Think 2 Comments on Legal Writing 101 687

Bryan Garner has written extensively about the law as editor-in-chief of Black’s Law Dictionary and as a collaborator with Supreme Court Justice Antonin Scalia. We’ll talk to him this hour about what it takes to write clearly about complicated subjects and about high-profile cases working their way through the courts.

  • Demetrios Christopher

    Although the guest sounded at times condescending and pretentious (even while describing others as being that way), there is something to be said about Bryan Garner’s mastery of the English language and the value of expressing oneself in an intelligent and succinct way. Krys was a very polite and forgiving host, perhaps to a fault. I wish I hadn’t been on the road during the time the show was on the air. I would have loved to ask Bryan what he thought of people who use “cadence” to imply “rhythm” or “timing” (such as when referring to “the cadence of a series of events”). Choosing the right words is so important.

  • SpikeHarris

    I really love your show and really liked this episode but I did take issue with a what your guest said about people pronouncing French words with some consideration for how a French speaker would pronounce that word.
    I believe the word in question was “homage” and your guest suggested that people sound pretentious when they pronounce the word in a way similar to how a Francophone would say it rather than completely smoothed out as a North American English speaker might say it.

    I have a few things to say about that.
    Firstly, in my time spent with Francophones, they have some disdain for anglophones and how we butcher their language with wild abandon. I suspect that sentiment is not confined to the French.

    But since your guest said it sounds pretentious to say “homage” with any consideration of its French roots, I find myself wondering, how would he pronounce “rendez-vous” or “cul de sac” or “crepe” or “latte”?

    What about Schadenfreude? Is that okay to speak in any way that suggests it comes from the German?

    I do agree that some people can seem like some pretentious wank out of a Woody Allen film when they drop words for affect.

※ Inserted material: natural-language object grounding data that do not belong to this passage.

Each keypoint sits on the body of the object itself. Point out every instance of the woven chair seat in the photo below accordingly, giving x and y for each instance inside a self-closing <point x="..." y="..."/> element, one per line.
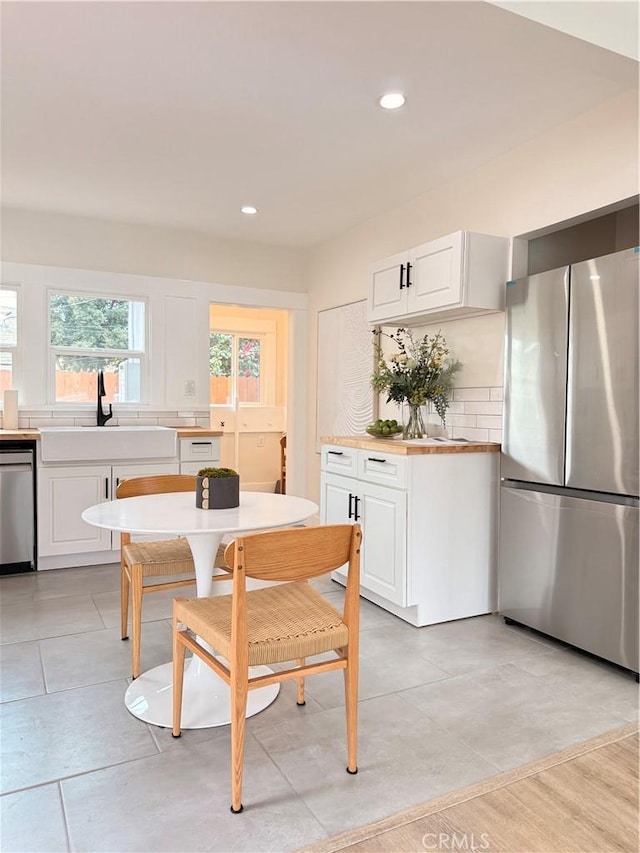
<point x="167" y="557"/>
<point x="284" y="623"/>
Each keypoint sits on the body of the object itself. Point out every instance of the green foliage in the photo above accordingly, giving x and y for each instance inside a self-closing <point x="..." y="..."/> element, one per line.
<point x="216" y="473"/>
<point x="249" y="357"/>
<point x="221" y="355"/>
<point x="89" y="323"/>
<point x="418" y="372"/>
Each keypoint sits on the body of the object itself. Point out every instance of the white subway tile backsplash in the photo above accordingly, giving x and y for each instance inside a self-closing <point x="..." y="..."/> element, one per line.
<point x="471" y="434"/>
<point x="472" y="408"/>
<point x="462" y="420"/>
<point x="474" y="394"/>
<point x="490" y="421"/>
<point x="176" y="421"/>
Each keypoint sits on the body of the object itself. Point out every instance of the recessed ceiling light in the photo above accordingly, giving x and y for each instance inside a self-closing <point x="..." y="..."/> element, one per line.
<point x="392" y="100"/>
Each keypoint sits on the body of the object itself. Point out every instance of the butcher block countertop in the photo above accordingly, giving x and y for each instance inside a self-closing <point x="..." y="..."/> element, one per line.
<point x="415" y="447"/>
<point x="34" y="434"/>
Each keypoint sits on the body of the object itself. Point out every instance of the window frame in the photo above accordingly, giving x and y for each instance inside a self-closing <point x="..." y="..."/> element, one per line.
<point x="97" y="352"/>
<point x="267" y="366"/>
<point x="15" y="351"/>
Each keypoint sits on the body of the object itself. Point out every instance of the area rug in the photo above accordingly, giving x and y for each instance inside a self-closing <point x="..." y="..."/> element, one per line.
<point x="584" y="798"/>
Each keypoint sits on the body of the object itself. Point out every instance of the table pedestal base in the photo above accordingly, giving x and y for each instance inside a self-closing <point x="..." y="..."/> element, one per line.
<point x="205" y="697"/>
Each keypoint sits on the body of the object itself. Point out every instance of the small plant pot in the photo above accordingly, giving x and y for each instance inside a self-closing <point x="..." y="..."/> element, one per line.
<point x="217" y="492"/>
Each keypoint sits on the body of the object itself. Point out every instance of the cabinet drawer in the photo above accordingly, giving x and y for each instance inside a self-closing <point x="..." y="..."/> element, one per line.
<point x="388" y="469"/>
<point x="339" y="460"/>
<point x="199" y="449"/>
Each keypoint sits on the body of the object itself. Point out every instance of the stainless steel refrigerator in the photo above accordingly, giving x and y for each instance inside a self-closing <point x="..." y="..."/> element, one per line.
<point x="568" y="558"/>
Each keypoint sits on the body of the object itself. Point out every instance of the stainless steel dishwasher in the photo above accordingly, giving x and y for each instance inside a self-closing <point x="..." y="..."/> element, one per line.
<point x="17" y="507"/>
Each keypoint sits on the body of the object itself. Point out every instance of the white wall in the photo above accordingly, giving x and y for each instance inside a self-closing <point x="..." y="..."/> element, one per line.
<point x="177" y="346"/>
<point x="582" y="165"/>
<point x="58" y="240"/>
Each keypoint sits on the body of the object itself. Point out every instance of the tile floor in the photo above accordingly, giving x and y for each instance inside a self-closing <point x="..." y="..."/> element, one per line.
<point x="440" y="708"/>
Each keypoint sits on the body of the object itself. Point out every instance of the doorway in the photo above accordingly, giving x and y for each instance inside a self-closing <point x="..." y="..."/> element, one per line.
<point x="248" y="356"/>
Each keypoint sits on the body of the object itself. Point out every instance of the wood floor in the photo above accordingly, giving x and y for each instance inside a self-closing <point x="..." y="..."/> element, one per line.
<point x="584" y="799"/>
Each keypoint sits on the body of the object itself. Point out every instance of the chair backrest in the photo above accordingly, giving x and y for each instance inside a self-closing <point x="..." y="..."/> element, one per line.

But really, most of us exist in a middle ground where we are trying to pay some respect to the fact that the English language comes to us from a vast number of sources and we don’t have to always sand down the edges to make it okay.

    We build better bridges with our fellow citizens of the world when we show just an inkling of respect towards their language (and culture) and take a few seconds to adapt and learn something new, rather than paving over everything different and assuming there should be no variation or diversity.